Warum wir auf Infrarotheizung für die Herstellung von Kohlenstoffnanoröhren umgestiegen sind
Bei der Herstellung von Kohlenstoffnanoröhren spielt die Wärme eine entscheidende Rolle. Genauer gesagt: Es sind genau diese thermischen Gradienten notwendig, damit die chemische Vaporphasenabscheidung (CVD) überhaupt stattfinden kann.
Lange Zeit wurden einfach nur Widerstandsofen verwendet. Doch das Problem ist: Solche Öfen erhitzen alles – den Behälter, die Luft, die Wände – einfach alles wird heiß. Das ist eine Verschwendung.

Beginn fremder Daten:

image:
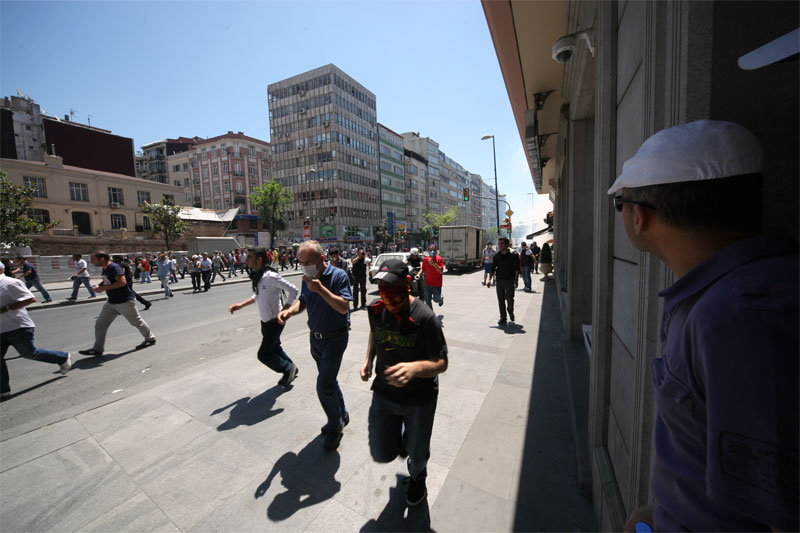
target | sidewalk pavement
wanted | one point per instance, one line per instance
(223, 448)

Wir haben stattdessen Infrarotheizlampen eingesetzt. Warum? Weil Infrarotstrahlung die Luft nicht beeinflusst; sie sendet die Energie direkt in das Substrat. So ist der Prozess effizienter und schneller.
Die Wärme genau dort einsetzen, wo sie benötigt wird
In einem Reinraum möchte man schließlich nicht, dass die gesamte Maschine überhitzt. Man möchte lediglich, dass das Werkstück die maximale Temperatur erreicht und dort bleibt.
Infrarotlampen liefern eine hohe Wärmestärke. Durch Anpassung der Wellenlänge kann man gezielt diejenigen Bereiche des Substrats erwärmen, die die Energie aufnehmen. Dadurch muss man nicht warten, bis der Behälter vollständig erhitzt ist. Man verbringt weniger Zeit mit Warten und mehr Zeit mit der eigentlichen Bearbeitung. Zudem sinkt die Stromkosten pro Wafer, da man keine Stunde damit verbringen muss, die Temperatur zu erhöhen oder wieder herunterzuführen.
Die technischen Aspekte
Wir nutzen dazu Wolframfäden sowie Hochreinkquartzgehäuse. Für die Herstellung von Kohlenstoffnanoröhren verwenden wir in der Regel Kurzwellen-Infrarotstrahlung. Diese dringt tiefer in die Katalysatorschicht ein – genau dort findet die eigentliche Reaktion statt.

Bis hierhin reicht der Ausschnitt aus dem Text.